Resuming activity / "Tomorrow I ride"

So things went like this: after a full one and a half year  "in waiting" (in most patient blogger inactivity) longing to submit to my selected audience the rare sight of a fully restored (and by now extensively though anonymously ridden) Contini... It's time to retake this blog

"Tomorrow I ride", (note: just paying homage to Jean Bobet) means I will face a 200 km unofficial brevet purposely designed (by me) to pre-test my ability to endure the almost scheduled stages of my forthcoming "Iberian Diagonal"
For those non-educated among my followers let me tell you that the Iberian Diagonals (official name "Les Diagonals Ibèriques") are modeled after  "Les Diagonales de France" and officially maintained by the Randonneurs Catalunya organization ( the governing body of brevets in Spain (the Basque Country excluded)

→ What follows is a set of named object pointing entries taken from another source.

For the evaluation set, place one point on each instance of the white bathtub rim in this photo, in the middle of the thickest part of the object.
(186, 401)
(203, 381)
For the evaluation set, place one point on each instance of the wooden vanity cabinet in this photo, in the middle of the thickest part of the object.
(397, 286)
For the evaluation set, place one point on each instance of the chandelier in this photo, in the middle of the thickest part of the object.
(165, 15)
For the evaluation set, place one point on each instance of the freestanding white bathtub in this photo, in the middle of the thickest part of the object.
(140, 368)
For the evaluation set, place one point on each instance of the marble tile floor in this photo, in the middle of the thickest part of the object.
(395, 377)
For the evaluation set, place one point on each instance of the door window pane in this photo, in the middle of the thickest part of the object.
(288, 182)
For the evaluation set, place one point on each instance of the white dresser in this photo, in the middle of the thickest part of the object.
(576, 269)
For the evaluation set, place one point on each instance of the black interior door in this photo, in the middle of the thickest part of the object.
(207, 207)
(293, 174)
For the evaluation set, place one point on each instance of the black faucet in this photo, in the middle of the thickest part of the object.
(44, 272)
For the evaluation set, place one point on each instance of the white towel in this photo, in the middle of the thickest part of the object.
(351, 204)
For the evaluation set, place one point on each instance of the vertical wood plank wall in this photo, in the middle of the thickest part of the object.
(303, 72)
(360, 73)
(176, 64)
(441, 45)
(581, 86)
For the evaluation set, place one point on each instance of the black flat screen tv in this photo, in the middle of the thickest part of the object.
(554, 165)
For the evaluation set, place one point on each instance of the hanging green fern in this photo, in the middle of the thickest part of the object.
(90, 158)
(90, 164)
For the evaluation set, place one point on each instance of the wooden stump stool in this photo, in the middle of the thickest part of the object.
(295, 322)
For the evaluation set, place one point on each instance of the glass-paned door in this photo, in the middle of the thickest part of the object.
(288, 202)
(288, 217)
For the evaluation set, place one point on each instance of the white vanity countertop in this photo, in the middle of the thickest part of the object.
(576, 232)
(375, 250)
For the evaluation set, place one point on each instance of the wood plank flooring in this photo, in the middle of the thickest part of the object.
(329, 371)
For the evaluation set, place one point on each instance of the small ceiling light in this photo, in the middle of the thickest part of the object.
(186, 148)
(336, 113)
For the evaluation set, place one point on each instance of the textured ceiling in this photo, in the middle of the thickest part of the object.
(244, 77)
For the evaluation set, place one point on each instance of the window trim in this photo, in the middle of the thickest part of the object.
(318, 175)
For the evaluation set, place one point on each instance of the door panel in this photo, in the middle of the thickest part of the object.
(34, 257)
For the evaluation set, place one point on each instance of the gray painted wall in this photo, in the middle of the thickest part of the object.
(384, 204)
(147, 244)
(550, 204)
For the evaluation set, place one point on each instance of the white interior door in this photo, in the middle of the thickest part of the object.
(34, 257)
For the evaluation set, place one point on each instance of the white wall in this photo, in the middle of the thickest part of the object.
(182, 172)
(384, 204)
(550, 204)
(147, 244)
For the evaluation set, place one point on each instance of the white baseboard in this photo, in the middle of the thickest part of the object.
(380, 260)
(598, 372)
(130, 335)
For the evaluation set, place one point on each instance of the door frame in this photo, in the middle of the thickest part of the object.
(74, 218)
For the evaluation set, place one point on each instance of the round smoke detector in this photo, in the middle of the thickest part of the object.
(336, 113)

My Diagonal (in fact it looks more like an "horizontal") will take me from the Atlantic (A Coruña) to the Mediterranean (Barcelona) in a nearly 1200 km long route that must be ridden at a minimum speed of 12 km/hour. In fact it resembles a lot the Paris-Brest but for the fact that northern Spain orography makes it a bit more "hilly" , mainly in it`s opening and closing stretches.

This is my first 1000+ ride, never in my life have I intended such a thing . It's a daring enterprise hindered by some facts: unlike PBP it will be totally unsupported, also unlike PBP it will be a solo ride from the begining to the end and third... I'm not fully confident in my habilities  (both mental and physical) to endure this test.
Anyway I've been secretly and inefficiently training during the winter by night riding after work and inconsistently increasing ride distances in the weekends (while partially injuring a knee...)
Tomorrow I will ride hoping to down the full parcourse in ten hours. That's is my (slightly optimistic) goal.